“Banning the hijab”. Workers Power. Feb 2004 – “The second key objection is that the ban contravenes the right to religious (and cultural) expression. First, yes the left should support this right but my argument is that not to the point of religious and cultural oppression. Left organisations do not explicitly make clear this distinction but do implicitly recognise it for some egregious practices (such as, in Hinduism, the caste system, not least the role assigned to the “untouchables” – dalits – or widows immolating herself on husband’s funeral pyre -Ê suttee; or clitoridectomy, or death by stoning for sex outside marriage – zina – or amputation for theft under Islamic sharia laws and so on.). Also, freedom of religious expression does not imply that Christians, Jews, and Muslims can insist that their children are taught Creationism, or that the Earth is at the centre of the universe, and so on.

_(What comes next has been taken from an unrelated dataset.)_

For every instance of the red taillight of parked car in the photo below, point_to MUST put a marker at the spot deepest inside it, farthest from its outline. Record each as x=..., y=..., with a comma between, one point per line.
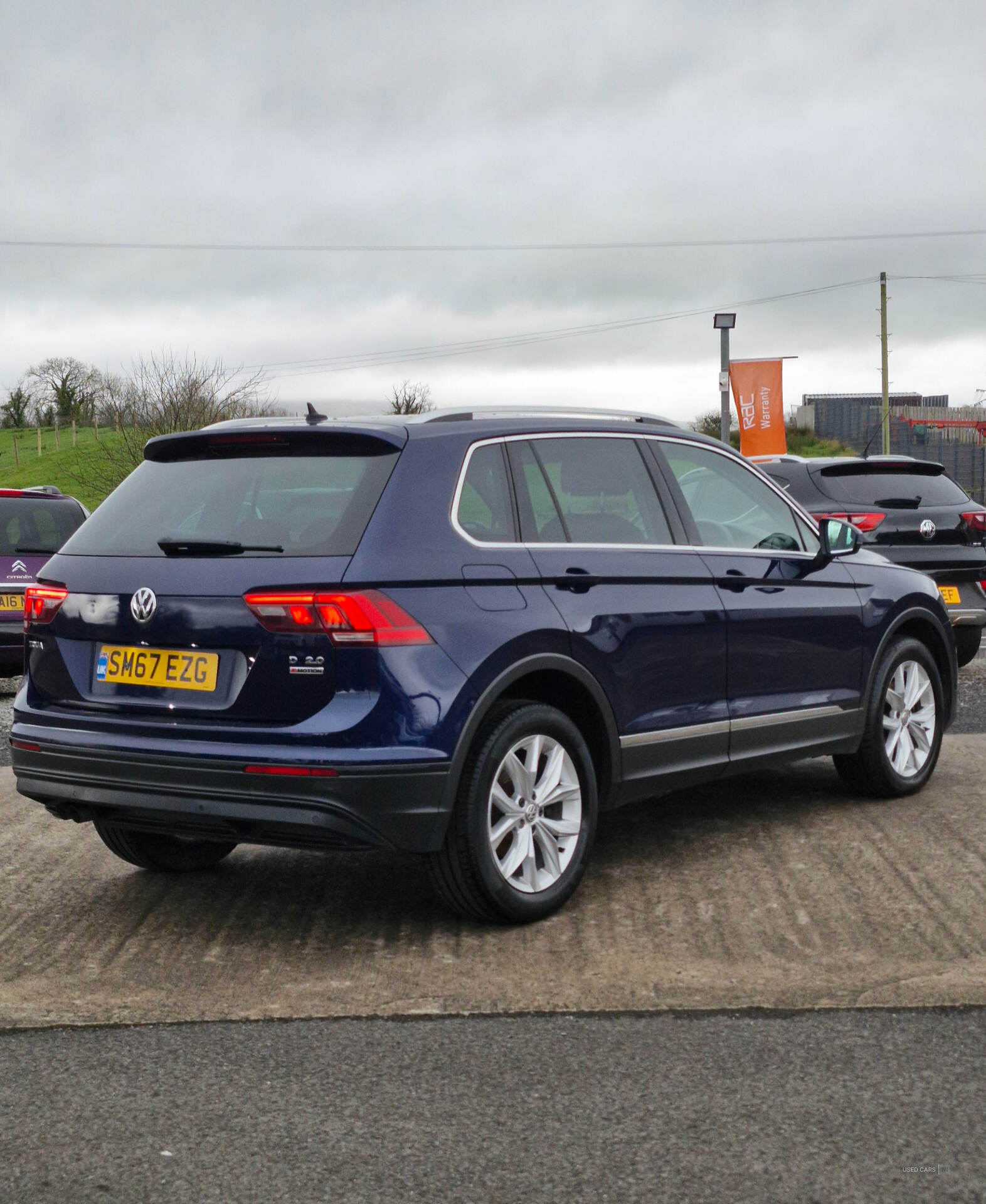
x=368, y=617
x=866, y=520
x=41, y=603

It therefore follows that the left should oppose religious oppression and obscurantism.
Now in regard to the Islamic veil (full or partial), make no mistake: this is clearly the oppression of women. The stricture for veiling of women is given in the Koran in the following key verse (though there are others) in Sura XXIV:31: “And say to the believing women, that they cast down their eyes and guard their private parts, and reveal not their adornment save such as is outward; and let them cast their veils over their bosoms, and not reveal their adornment save to their husbands, or their fathers, or their husbands’ fathers, or their sons, or their husbands’ sons, or their brothers, or their brothers’ sons, or their sisters’ sons, or their women, or what their right hands’ own, or such men as attend them, not having any sexual desire, or children who have not yet attained knowledge of women’s private parts…
Because there is ambiguity in this, some Muslims do not accept that this implies veiling in the manner of the hijab or burqa, and so many devout Muslim women do not veil themselves. But for socialists and progressives, the stricture, whether ambiguous or not, is intolerable and oppressive and, therefore, they should not take a neutral stance on the practice. On the contrary, they should argue against it.”